Transfusion related lung injury (TRALI)
TRALI involves an acutely arising elevated permeability of the pulmonary microcirculation with massive leakage of fluid and protein in the alveolus and the interstitium, mostly within 6 hours after transfusion. The occurrence of TRALI is in many cases associated with anti-granulocyte or anti-HLA antibodies in the donor, and sometimes in the recipient. The precise mechanism is not known. Treatment consists of aggressive respiration therapy.
Other transfusion reactions
Allo-immunisation: Allo-immunisation against erythrocytes can arise through transfusions and pregnancies. It can cause problems with future erythrocyte transfusions and pregnancies (haemolytic illness of the newborn); see 3.1.4. Allo-immunisation against HLA antigens can arise through transfusions and pregnancies and be the provocation of refractoriness with future thrombocyte transfusions. Allo-immunisation against HPA antigen can arise due to transfusions and pregnancies and can be the provocation of post transfusion purpura with future transfusions and neonatal allo-immune thrombocytopoenia with future pregnancies.
Circulatory overfilling leading to pulmonary oedema can occur after transfusion of an excessive volume or an excessive speed of transfusion. This is chiefly a risk for the elderly and patients with serious chronic anaemia for which a low erythrocyte volume is compensated by a high plasma volume. Small concentrations of transfused product can elicit symptoms in patients that are actually already at risk and have a positive fluid balance.
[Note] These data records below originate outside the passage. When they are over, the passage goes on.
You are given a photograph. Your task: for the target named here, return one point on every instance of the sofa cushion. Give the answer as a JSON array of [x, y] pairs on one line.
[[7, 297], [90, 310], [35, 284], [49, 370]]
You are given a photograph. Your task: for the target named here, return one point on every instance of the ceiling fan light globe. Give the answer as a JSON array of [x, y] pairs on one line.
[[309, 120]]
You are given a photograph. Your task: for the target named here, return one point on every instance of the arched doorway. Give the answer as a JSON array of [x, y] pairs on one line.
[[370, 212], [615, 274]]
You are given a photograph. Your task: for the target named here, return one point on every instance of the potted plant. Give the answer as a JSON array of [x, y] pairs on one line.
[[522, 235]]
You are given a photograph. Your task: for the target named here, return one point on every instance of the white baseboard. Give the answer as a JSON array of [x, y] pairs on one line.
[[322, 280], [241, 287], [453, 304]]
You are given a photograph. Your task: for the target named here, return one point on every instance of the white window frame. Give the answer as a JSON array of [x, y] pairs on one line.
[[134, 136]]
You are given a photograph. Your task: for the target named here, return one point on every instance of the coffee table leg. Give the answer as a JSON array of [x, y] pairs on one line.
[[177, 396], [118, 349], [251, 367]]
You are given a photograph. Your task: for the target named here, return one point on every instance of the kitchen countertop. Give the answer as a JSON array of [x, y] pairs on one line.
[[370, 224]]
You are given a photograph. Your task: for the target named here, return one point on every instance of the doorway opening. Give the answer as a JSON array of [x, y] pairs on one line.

Under cooling can be a risk for cardiac arrhythmia or provoke cardiac arrest. Rapid transfusion of a large concentration of blood can cause the body temperature to drop. The risk is particularly large in patients in shock or those who have undergone a surgical procedure under anaesthesia that is already able to influence the temperature regulation. A blood warmer may be considered with rapid transfusions. In order to prevent the occurrence of haemolysis, only blood warmers that were intended for this should be used.
Citrate toxicity is caused by a reduction of ionised calcium through the presence of a large concentration of citrate anticoagulants in the circulation.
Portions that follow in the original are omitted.